Los ratones de la cocina

Capítulo 7

Al día siguiente, Cecilia recibió una nota inesperada. Su hermana Wilhelmina deseaba verla en Palacio para tratar un asunto importante.

Enseguida estuvo lista y se puso en marcha ─esta vez, ella sola─, dispuesta a contentar a la Duquesa y a satisfacer su propia curiosidad.

Cuánto la irritaba no disponer de suficientes criados y tener que conducir ella misma la calesa.

-Te he hecho llamar -dijo, empleando ese tono de superioridad que desquiciaba a su hermana-, porque creo que entre las dos seremos capaces de encontrar una buena pareja de baile para el Príncipe. Una que pueda convertirse en la candidata más adecuada a ser su esposa.

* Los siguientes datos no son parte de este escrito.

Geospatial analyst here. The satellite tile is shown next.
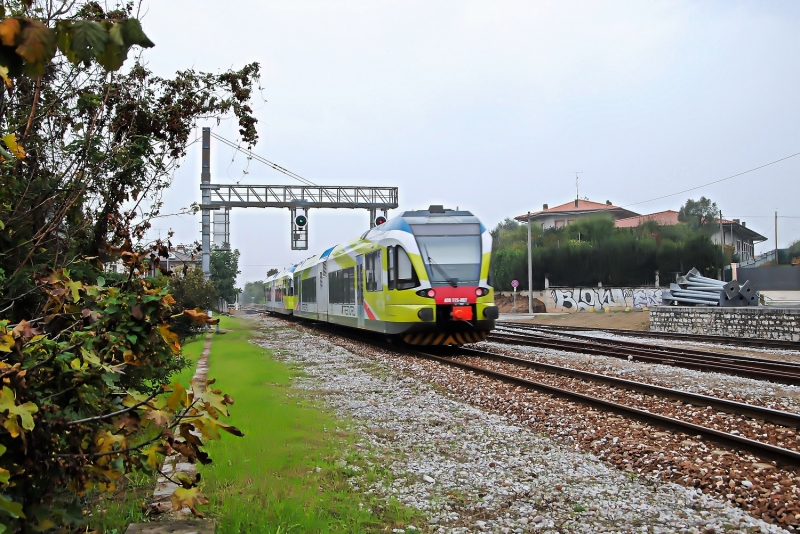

Cecilia se sorprendió. Era extraño que Wilhelmina no tuviera eso ya, como mínimo, previsto. ¿Estaba perdiendo facultades?

-No me mires así. Mis planes han cambiado y, por ello, las opciones que tenía en mente ya no me sirven.

-¿En qué han cambiado?

La Duquesa paseó su esbelta figura por la habitación.

-Bueno… Digamos que mi hijo ya no necesita una buena esposa… a largo plazo.

Cecilia conocía demasiado bien ese brillo en los ojos de Wilhelmina.

-Así que tu presencia en Palacio no es sólo como madre de su Alteza.

-Aún sí. Pero el panorama se presenta prometedor. El Rey está disponible ─más de lo que lo ha estado en mucho tiempo─, y yo también. Es un momento propicio para elevar mis aspiraciones.

Tú siempre estás disponible, si así te interesa, pensó Cecilia.

-¿Incluso a costa de Kasimir?

-¿A costa de Kasimir? Pues ¿qué más podría él desear? Lo he llevado a lo más alto y ahí se quedará. ¿Hay algo de malo en querer lo mismo para mí?

Incluso aunque Cecilia no hubiera compartido su punto de vista, la Duquesa, a veces, llegaba a intimidarla ─a su pesar─ hasta el punto de infundirle miedo. No sabía, pero sospechaba, de lo que podía alcanzar a ser capaz. Procuró que sus siguientes palabras estuvieran carentes de cualquier tono de reproche o desafío.

-Necesitas a alguien de quien, llegado el momento, puedas deshacerte con facilidad -resumió.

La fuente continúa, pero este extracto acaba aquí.